De Glória Perez, Sete Tons de Branco, a nova novela das oito!

(sobe a trilha sonora, tocando... ah, sei lá...)

Em breve, mudança!

Na sexta-feira (dia 19) vou deixar a casa ainda tomada pelas lembranças do assalto, para ir morar em um apartamento, em um bairro mais central da cidade. Em breve, comentários sobre a mudança...

segunda-feira, 1 de junho de 2009

Para que conste nos registros...

Depois do assalto, os moradores daqui da casa passaram a se empenhar, conjuntamente, na procura de um novo lar - preferencialmente um apartamento.

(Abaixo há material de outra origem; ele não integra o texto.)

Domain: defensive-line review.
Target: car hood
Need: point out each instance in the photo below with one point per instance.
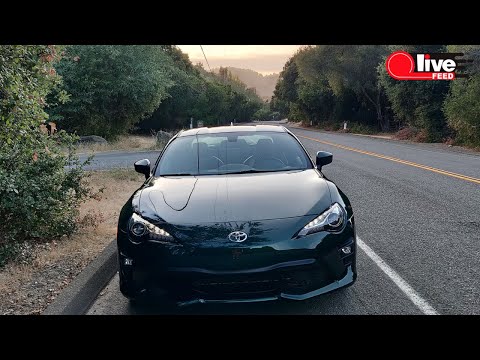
(233, 198)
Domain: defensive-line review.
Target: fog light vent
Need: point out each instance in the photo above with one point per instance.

As opções são muitas, e existem apês de todos os tipos: com piscina, salão de festas, academia, espaço gourmet, novos, velhos, grandes e alguns do tamanho de latas de sardinha...

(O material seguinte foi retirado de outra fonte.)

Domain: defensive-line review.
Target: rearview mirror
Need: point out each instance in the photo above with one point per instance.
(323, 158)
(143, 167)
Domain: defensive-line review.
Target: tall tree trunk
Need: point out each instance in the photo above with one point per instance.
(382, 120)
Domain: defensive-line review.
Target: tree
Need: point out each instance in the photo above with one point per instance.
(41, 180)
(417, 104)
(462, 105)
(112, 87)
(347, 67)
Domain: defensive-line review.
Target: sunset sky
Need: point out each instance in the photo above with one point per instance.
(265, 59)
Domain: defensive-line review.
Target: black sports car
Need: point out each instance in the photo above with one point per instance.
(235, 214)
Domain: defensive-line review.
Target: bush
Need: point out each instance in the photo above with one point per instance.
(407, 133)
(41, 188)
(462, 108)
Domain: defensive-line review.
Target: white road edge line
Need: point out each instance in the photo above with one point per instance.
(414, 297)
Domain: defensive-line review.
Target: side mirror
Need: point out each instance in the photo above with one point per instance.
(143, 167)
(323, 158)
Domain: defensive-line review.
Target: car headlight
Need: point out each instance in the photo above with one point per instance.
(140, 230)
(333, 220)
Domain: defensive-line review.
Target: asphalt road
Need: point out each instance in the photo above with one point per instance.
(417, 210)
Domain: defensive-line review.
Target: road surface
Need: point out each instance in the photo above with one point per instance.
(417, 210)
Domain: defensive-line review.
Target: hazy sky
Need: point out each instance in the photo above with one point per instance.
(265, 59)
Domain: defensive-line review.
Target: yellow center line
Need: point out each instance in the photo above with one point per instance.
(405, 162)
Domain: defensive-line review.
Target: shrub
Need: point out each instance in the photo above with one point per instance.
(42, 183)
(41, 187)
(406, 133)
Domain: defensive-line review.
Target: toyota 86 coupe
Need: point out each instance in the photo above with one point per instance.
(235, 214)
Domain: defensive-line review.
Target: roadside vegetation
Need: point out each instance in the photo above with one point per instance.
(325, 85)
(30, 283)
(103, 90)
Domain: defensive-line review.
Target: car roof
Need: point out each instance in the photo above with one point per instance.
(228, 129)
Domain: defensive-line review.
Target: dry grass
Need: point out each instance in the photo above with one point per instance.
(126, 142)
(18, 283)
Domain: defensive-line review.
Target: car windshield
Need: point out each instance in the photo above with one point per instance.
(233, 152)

De qualquer maneira, será que dá para acreditar que depois de uma visita a um desses condomínios, testemunhamos (minutos após o ocorrido) um jovem morador choroso relatar que havia sido assaltado, ali na frente do prédio?

Detesto concordar com o populacho e com o jornalismo marrom, mas... A coisa tá feia!

quinta-feira, 14 de maio de 2009

"Tomorrow will be the most beautiful day in Raymond K. Hessel's life"

E agora? A violência urbana me atingiu, me pegou pelos cabelos, me chacoalhou, me jogou no chão e me deixou feito um cachorro tonto. O que fazer? O que pensar? De quem é a culpa?

1.

Na última terça, minha casa aqui em Campinas foi invadida por um grupo de indivíduos armados, que renderam a todos, nos trancaram no banheiro, reviraram nossos quartos e nos subtraíram dos objetos mais caros e de algumas coisas com valor sentimental. Em quinze minutos, levaram as coisas que demoramos meses (anos?) para acumular. Mais do que isso, deixaram um certo trauma de ser acossado dentro do próprio ambiente doméstico. Fiquei sob a mira de pistola na minha cozinha e no meu banheiro... é possível habitar estes cômodos sem a eterna recorrência mental da situação? O sentido de segurança provido pelos muros, portas, trancas, grades e paredes da casa é possível de ser restaurado?

2.

A primeira, natural e esperada reação (depois do susto, é claro) é a revolta. Depois, vem a busca pela motivação, pela racionalidade, pela lógica de tudo aquilo que aconteceu. Frequentemente, tudo isso se mistura e somos levados a acreditar em respostas fáceis e rápidas. O outro é uma ameaça, logo não é merecedor de ser chamado de "humano" - torna-se uma força da natureza, um desastre que se abate sobre os incautos, um problema a ser resolvido. Uma entidade a ser combatida.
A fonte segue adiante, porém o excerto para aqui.